Huh? Chalk investors' positive reaction up to aggressive cost cutting. With sales slower than analysts expected, AMD (AMD) is imposing a partial hiring freeze and curtailing its spending to weather a fierce onslaught from giant Intel Corp.

The cost-cutting measures came as AMD issued a warning about its first-quarter results. The Sunnyvale-based company said its revenue for the three months ending in March totaled $1.23 billion, well below the company's initial estimates of $1.6 billion to $1.7 billion. (For a video clip of BusinessWeek.com reporter Arik Hesseldahl discussing AMD, click here.)

Management had previously acknowledged that the company would miss that revenue target, but the magnitude of the shortfall was more severe than Wall Street had anticipated. Analysts, on average, had projected first-quarter revenue of $1.55 billion, according to Thomson Financial.

AMD blamed the disappointing results primarily on lower prices for its chips—a byproduct of an intensifying battle with Intel, the world's largest maker of the microprocessors that power personal computers and scores of other high-tech devices.

With the ruthless competition driving down prices, AMD is expected to sustain substantial losses this year. The company's didn't specify its first-quarter losses in Monday's announcement.

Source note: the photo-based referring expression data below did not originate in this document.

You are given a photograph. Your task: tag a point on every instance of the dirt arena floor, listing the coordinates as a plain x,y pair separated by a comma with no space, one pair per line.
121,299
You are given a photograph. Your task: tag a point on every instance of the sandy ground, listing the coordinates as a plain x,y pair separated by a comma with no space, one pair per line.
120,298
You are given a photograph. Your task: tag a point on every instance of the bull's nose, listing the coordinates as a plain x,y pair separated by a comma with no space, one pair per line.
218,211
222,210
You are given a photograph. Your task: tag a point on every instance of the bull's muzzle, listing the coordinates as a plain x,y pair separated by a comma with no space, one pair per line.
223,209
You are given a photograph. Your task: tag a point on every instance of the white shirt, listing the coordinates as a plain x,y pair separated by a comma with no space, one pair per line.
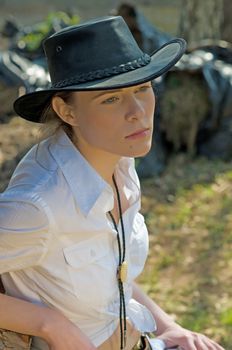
58,246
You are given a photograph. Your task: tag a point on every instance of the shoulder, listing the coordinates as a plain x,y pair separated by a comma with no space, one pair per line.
22,212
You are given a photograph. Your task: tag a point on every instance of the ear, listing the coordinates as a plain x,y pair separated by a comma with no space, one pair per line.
64,111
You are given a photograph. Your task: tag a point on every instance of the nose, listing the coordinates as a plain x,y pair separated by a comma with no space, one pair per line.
135,109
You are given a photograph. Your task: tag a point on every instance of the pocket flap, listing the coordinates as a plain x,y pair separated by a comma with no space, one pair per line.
86,252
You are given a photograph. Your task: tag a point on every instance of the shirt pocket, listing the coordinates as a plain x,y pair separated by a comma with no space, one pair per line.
92,269
138,247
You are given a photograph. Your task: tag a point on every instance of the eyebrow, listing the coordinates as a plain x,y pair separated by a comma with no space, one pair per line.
105,92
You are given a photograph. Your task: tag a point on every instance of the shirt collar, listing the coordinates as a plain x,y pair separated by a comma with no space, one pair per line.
85,183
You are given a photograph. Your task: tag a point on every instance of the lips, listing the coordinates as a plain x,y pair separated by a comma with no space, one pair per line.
138,133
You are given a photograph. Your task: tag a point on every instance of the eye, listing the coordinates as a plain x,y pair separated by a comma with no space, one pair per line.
110,100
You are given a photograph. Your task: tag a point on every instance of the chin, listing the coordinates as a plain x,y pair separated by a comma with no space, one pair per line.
138,153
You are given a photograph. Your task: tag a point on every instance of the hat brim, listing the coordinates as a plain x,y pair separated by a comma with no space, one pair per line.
32,105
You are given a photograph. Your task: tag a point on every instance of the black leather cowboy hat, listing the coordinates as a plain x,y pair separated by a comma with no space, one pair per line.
99,54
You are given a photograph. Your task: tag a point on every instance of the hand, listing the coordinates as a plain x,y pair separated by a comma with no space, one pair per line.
187,340
62,334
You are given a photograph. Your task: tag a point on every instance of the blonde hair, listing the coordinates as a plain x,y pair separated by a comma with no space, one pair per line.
51,122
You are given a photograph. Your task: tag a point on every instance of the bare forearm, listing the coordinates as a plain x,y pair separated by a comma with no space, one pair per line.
163,320
24,317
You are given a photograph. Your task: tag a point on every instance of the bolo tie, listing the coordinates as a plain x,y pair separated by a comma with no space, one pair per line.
121,270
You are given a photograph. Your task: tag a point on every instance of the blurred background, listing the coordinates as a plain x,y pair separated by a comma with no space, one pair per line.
187,176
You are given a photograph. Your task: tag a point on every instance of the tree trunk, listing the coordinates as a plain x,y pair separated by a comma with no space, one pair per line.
201,20
227,24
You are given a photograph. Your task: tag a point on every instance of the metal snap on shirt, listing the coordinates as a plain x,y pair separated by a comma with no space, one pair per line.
57,245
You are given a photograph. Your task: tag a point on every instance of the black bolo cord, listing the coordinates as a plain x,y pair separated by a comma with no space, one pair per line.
121,269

Analysts, on average, had been projecting a loss of $155 million, or 30 cents per share, before AMD disclosed its first-quarter revenue dropped by about 8 percent from the same time last year. One of the more bearish, Joseph Osha of Merrill Lynch (MER), put out a report on Apr. 3 predicting a rough first half for both AMD and Intel. (see BusinessWeek.com, 4/4/07, "Stale Chips, Sliding Revenues").

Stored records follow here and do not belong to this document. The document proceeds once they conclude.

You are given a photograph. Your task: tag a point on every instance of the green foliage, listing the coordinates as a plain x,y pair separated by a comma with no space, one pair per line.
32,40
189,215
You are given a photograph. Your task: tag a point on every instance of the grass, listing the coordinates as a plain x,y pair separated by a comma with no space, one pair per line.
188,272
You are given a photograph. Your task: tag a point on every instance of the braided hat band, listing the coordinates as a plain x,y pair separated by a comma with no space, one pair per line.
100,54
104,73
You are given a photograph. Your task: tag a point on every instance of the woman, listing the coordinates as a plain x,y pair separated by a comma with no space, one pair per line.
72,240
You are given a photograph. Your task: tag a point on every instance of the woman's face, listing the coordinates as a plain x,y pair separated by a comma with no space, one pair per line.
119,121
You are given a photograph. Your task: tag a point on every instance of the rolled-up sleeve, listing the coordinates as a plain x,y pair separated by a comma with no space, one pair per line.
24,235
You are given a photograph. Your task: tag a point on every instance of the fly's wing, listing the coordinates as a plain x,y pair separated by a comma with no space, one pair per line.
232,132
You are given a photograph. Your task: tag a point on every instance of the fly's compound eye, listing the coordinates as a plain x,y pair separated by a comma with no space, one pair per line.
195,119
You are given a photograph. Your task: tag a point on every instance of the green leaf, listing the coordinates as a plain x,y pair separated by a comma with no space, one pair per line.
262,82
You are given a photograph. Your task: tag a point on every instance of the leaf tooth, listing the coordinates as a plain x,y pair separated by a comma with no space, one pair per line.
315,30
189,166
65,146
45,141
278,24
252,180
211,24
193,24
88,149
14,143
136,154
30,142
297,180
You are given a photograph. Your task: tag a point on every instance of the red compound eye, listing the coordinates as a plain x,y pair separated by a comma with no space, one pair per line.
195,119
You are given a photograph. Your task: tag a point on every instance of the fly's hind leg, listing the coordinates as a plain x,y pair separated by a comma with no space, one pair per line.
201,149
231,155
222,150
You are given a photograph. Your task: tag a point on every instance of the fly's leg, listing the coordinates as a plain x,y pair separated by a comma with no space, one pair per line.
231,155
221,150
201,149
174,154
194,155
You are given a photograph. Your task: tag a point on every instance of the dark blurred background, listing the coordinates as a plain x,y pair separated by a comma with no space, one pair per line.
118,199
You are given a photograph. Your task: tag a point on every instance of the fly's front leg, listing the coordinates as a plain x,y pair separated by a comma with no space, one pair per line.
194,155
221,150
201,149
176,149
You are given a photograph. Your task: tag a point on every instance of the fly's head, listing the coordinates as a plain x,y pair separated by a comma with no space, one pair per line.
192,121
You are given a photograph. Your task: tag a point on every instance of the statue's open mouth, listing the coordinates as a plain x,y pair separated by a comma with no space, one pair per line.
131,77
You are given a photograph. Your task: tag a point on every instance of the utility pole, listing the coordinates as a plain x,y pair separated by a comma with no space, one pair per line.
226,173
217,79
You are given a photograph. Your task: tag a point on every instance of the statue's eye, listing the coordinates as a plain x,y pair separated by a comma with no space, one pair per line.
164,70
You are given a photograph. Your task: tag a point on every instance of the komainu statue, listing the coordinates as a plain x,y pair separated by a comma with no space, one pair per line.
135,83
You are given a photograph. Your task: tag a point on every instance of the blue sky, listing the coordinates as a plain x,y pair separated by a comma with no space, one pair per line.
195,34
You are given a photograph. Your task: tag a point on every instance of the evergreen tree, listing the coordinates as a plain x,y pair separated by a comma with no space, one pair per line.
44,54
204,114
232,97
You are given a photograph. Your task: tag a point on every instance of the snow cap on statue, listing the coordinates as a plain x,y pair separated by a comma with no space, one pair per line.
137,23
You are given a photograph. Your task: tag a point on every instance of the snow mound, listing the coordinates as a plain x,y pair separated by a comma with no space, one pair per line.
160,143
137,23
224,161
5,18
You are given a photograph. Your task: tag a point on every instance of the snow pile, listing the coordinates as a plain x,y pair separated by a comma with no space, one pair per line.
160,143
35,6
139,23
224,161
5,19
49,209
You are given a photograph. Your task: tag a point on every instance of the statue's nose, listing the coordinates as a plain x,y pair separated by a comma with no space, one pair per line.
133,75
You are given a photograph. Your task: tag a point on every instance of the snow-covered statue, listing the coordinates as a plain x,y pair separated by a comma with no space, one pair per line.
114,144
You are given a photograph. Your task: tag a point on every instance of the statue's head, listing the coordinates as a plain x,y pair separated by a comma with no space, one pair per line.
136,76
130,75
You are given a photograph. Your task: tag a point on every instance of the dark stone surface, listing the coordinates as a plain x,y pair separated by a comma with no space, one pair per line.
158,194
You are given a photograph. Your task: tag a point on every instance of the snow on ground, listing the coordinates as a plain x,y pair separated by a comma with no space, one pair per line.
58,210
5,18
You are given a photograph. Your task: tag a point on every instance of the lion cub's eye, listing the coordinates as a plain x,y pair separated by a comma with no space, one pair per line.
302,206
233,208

With less money coming into the company, AMD said it will revise its business model. The overhaul will include a $500 million, or roughly 20 percent, reduction in its capital expenditures for this year coupled with a mandate to only fill "critical" job openings.

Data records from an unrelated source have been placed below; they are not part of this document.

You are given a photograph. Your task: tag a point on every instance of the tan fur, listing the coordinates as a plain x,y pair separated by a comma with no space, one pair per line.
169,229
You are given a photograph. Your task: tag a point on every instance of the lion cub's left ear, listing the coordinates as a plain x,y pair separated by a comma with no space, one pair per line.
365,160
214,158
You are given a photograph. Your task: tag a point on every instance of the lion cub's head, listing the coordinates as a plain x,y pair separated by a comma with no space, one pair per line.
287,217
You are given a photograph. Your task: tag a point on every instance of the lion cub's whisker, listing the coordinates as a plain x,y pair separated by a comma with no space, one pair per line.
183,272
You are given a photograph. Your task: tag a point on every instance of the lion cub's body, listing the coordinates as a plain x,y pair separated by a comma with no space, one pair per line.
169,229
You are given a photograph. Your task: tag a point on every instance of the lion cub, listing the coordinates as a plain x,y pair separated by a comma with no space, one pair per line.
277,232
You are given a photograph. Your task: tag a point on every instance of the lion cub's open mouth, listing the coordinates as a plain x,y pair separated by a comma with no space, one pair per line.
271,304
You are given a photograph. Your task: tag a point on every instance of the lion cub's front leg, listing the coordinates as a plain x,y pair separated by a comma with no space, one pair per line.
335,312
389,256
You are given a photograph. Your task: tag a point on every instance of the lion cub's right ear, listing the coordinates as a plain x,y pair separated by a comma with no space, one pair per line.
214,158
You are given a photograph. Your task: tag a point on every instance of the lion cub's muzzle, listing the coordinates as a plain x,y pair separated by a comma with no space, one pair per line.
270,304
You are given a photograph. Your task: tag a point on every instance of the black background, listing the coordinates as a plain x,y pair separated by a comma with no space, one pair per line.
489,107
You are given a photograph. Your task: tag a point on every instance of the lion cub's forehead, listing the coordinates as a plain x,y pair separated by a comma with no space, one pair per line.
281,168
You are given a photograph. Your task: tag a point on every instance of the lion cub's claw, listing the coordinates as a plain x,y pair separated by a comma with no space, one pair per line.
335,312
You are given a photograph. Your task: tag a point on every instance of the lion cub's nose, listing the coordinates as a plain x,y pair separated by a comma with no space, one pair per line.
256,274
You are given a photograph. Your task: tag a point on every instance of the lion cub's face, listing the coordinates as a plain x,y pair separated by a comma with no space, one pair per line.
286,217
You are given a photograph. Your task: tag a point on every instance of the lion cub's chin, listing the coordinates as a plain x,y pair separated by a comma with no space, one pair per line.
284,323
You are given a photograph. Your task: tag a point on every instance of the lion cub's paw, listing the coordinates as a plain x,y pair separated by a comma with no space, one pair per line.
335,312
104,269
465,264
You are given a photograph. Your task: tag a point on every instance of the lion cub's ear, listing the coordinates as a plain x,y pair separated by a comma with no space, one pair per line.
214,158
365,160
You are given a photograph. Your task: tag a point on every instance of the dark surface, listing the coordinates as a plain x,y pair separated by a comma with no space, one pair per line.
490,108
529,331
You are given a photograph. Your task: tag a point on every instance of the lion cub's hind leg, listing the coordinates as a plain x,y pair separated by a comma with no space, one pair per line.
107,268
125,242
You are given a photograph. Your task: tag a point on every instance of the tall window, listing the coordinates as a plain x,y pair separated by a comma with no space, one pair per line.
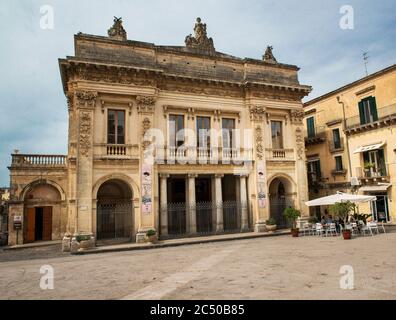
374,163
314,171
339,165
311,127
116,127
203,127
336,139
228,126
277,135
176,125
368,110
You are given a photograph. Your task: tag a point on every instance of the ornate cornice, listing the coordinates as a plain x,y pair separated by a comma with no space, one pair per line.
85,99
146,104
257,113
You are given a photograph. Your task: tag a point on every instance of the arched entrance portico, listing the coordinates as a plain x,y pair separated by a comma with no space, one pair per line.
114,211
281,196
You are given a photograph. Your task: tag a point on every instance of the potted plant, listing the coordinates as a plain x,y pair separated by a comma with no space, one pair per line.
342,210
270,225
368,166
152,236
292,215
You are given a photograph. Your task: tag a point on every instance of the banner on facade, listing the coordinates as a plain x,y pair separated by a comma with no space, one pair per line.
261,181
147,186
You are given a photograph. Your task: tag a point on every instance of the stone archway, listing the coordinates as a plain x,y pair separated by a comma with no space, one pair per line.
115,217
281,196
42,214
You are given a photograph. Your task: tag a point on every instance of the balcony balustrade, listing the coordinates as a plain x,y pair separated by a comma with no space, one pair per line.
386,116
38,161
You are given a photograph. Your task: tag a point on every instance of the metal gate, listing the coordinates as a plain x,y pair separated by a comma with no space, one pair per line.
204,212
231,216
114,220
177,223
277,206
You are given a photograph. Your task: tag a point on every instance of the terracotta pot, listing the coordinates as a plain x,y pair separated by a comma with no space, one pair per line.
153,239
295,233
347,234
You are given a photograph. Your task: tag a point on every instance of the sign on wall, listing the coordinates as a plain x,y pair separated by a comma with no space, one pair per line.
147,187
261,185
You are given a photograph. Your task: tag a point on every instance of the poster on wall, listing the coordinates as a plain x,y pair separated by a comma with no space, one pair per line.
147,180
261,181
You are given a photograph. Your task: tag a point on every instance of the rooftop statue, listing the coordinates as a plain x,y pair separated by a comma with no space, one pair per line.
201,40
117,31
269,56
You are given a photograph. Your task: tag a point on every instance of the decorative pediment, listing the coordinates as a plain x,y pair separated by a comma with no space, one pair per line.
269,56
117,31
201,41
257,113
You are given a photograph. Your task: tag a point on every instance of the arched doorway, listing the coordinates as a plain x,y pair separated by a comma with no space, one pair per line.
42,213
281,197
114,211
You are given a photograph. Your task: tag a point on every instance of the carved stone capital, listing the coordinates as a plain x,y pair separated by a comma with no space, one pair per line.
146,104
85,99
257,113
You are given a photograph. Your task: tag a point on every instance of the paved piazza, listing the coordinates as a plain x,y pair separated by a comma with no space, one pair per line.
265,268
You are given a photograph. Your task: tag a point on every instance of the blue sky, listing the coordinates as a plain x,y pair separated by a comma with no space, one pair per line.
305,33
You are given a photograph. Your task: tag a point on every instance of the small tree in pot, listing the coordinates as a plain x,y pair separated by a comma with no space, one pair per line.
292,215
342,210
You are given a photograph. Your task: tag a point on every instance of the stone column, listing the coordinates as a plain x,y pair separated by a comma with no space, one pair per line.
219,203
164,204
85,106
244,203
191,204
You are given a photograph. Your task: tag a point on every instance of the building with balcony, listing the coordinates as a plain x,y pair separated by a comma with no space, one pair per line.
357,152
184,140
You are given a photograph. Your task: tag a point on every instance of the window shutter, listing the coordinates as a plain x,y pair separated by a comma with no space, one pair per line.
361,113
373,108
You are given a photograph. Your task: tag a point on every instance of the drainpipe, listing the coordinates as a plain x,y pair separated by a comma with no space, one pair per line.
346,136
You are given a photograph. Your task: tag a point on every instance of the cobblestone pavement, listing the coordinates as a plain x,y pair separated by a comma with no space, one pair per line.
265,268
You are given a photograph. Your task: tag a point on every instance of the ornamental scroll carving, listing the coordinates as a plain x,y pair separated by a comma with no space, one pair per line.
259,143
85,133
300,144
86,99
145,104
257,113
297,116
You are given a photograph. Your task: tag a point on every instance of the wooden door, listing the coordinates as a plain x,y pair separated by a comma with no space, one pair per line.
31,225
47,223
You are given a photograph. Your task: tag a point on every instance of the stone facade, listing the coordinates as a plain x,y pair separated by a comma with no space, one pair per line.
364,115
145,86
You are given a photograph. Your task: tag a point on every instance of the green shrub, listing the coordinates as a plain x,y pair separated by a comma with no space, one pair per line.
270,222
151,233
292,215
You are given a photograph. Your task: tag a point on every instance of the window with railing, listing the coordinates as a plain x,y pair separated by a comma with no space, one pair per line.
311,127
368,110
277,134
116,127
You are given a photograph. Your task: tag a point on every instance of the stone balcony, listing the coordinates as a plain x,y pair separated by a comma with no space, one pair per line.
34,161
386,117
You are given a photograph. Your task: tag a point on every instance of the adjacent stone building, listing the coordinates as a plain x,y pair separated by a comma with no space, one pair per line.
121,178
350,136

Investors applauded the cost-cutting commitment as AMD shares climbed 64 cents, or 5%, to $13.50 during Monday afternoon trading on the New York Stock Exchange. AMD's stock price has plummeted by about 60% during the past year, a $9 billion drop in market value that has underscored concerns about the company's ability to withstand the pricing pressure from the much-larger Intel.

"I keep waiting for one of these companies to cry, 'Uncle!'" said American Technology Research analyst Doug Freedman. "Until that happens, it's hard to recommend these stocks."

There was plenty of pessimism to go around. Blogger Om Malik called the AMD announcement a "tech reality check" and warned that soft demand "could chill the technology industry for at least first half of the year." Over at ZDNet, the ChipLand blog said AMD had sailed into the "perfect storm."

Freedman said he doubts AMD's restructuring will be enough to get the company through its current adversity. He believes the company will also need to raise more money, possibly by selling more of its stock.

AMD indicated it would provide more details about its cost-cutting initiative when management reviews its first-quarter results in an Apr. 19 conference call.